Solo andata - Il viaggio di un Tuareg
"Ho incontrato i protagonisti di questa storia quasi dieci anni fa in Niger e il rapporto di amicizia e di fiducia reciproca che si è instaurato tra noi è l’elemento fondamentale che ha permesso la realizzazione di questo complesso progetto documentario".
A parlare è il milanese classe 1963 Fabio Caramaschi, autore, tra gli altri, dei documentari "Game over" (1995) e "Residence Roma" (2001), il quale ci porta nella vita del giovane Tuareg Sidi, erede degli "uomini blu" del deserto del Sahara emigrato insieme alla sua famiglia a Pordenone, nel nord-est industriale italiano.

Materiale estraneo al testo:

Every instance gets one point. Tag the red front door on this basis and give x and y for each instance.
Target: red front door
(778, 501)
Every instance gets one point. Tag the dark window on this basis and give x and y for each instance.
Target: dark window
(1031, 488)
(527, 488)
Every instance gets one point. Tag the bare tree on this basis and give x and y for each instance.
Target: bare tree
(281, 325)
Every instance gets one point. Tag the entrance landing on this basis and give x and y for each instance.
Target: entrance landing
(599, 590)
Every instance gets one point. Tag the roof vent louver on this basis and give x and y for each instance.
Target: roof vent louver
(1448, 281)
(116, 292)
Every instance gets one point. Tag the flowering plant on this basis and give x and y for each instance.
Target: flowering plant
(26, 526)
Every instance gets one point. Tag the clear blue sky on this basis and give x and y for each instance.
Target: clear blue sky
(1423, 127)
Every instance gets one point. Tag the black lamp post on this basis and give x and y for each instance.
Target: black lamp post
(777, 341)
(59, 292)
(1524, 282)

Ma è attraverso la videocamera impugnata dallo stesso Sidi, il quale afferma di voler diventare giornalista, che Caramaschi lascia emergere – in un gioco tecnico-artistico in un certo senso accostabile alla tecnica di racconto del film nel film – l’identità adolescente del simpatico protagonista, divisa tra il desiderio di integrarsi nella nostra realtà e la nostalgia della vita semplice e libera dell’infanzia africana.
La dura vita del deserto, alla quale è difficile tornare se sei cresciuto in Italia, paese visto dalle popolazioni di quelle immense distese come posto in cui tutti sono felici, ma anche dove gli africani sono considerati tutti uguali, accomunati soltanto dal colore della pelle, e dove chi non ha problemi di denaro fatica non poco ad apprendere che la vera ricchezza sia identificabile nei propri figli.
Perché, tra passaggi del Corano posti in sovrimpressione, escursioni in centri commerciali ed apparizioni televisive di Enzo Bortolotti della Lega Nord, è un viaggio-inchiesta sia alla scoperta del nostro universo che di quello del piccolo protagonista che Caramaschi sintetizza in circa 52 veloci minuti di visione.
Tirando in ballo anche il padre di Sidi, impegnato a vincere la sua battaglia contro la burocrazia per ottenere i documenti utili a far venire in Italia il figlio più piccolo Alkassoum, che aveva dovuto abbandonare per anni in Niger a causa delle leggi nostrane sul ricongiungimento, e un fruttivendolo che parla degli italiani tutt’altro che propensi a svolgere faticose attività lavorative spesso ricoperte dagli stranieri.
Con le non disprezzabili musiche di Riccardo Cimino a fare da commento al tutto.

La frase: "Soprattutto all’inizio per me è stato difficile ambientarmi perché non conoscevo nessuno".